Mas passou um ano e mais outro, uma desculpa e depois outra, os irmãos mais pequenos teriam mais problemas em adaptar-se a Madrid do que se tivessem chegado diretamente de Tetuão.
- Temo amigos novos - dizia a minha mãe - e falam hebreu, é isso que importa, o importante é que falemos hebreu.
Talvez tenha razão nisso, mas não tinham muitos amigos, isso sei-o, sempre o soube. Muitos dos amigos estão aqui em Madrid... não sei porque é que continuo a pensar em tudo isto. Talvez para fugir de mim mesmo, da situação em que estou, da morte do meu pai, do testamento bizarro que nos deixou, corro nos meus pensamentos e volto sempre a estre irmão desconhecido, o meu meio irmão. Que lhe direi eu quando o encontrar? O quê? Talvez nada, simplesmente. Sou eu quem deve falar, o filho mais velho, sou eu quem deve começar.
- Aqui estás tu, Yosef, filho do meu pai, não sabia que o meu pai tinha outro filho, mas se ele se lembrou de ti e te colocou neste testamento, aqui, assina e irás receber cem mil dólares, talvez um pouco mais, é apenas isso, somos irmãos, muito obrigado, estamos felicíssimos por te ter encontrado mas nuca mais nos iremos ver. Irás receber um cheque do nosso advogado, dentro de um ou dois meses, quando resolvamos todas as questões jurídicas, é tudo...
Talvez aconteça isto, e talvez.... O quê? Irei chorar, dir-lhe-ei que é substituto de Israel, que nasceu no meio da guerra dos seis dias e morreu na guerra do Líbano. Foi o único israelita da família, amou a terra e a sua língua, o único, e morreu no Líbano, e agora tu, tu, Yosef, tu, Yosef, és meu irmão, percebes, és meu irmão, e já está.

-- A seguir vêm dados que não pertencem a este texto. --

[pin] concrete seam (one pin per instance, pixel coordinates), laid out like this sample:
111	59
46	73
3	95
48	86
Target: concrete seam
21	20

É assim que tudo irá acontecer, ou talvez não, talvez descubramos a sua morada e lhe enviemos uma carta, as cartas são mais simples, é mais fácil, quem sou, tenho quarenta anos, para que preciso de um irmão agora, já tenho um filho, para que preciso de um irmão?
- É isso que todos nos perguntamos - disse Sílvia.
- E quê, e se procurássemos a sua morada e lhe enviássemos uma carta, se estiver de acordo irá enviar-nos uma carta do seu advogado, se não, fizemos o que nos pediu no testamento, certo?
- Não te passou pela cabeça que o Pai queria que o encontrássemos, que o víssemos. Não te lembraste disso?
- Não sei o que é que ele queria. O Pai está morto e não lhe podemos perguntar nada. O talvez tenhas falado com ele e te tenha dito algo sobre tudo isto, era mais próximo de ti que de todos nós, e de Ruth, não de mim, não tanto de mim. Falou disto contigo?
- Não. Nunca. Nunca de uma forma precisa, mas há algumas frases que me disse que talvez estejam relacionadas com tudo isto, ou têm agora um novo significado, talvez, talvez esteja a imaginar. Há um ano atrás disse-me que iria morrer antes da Mãe, pra cuidarmos dela, e insistiu que não falava de dinheiro, às vezes dizia-me que deixara muito mais que dinheiro em Marrocos. Tinha frases estranhas que agora talvez tenham um significado diferente.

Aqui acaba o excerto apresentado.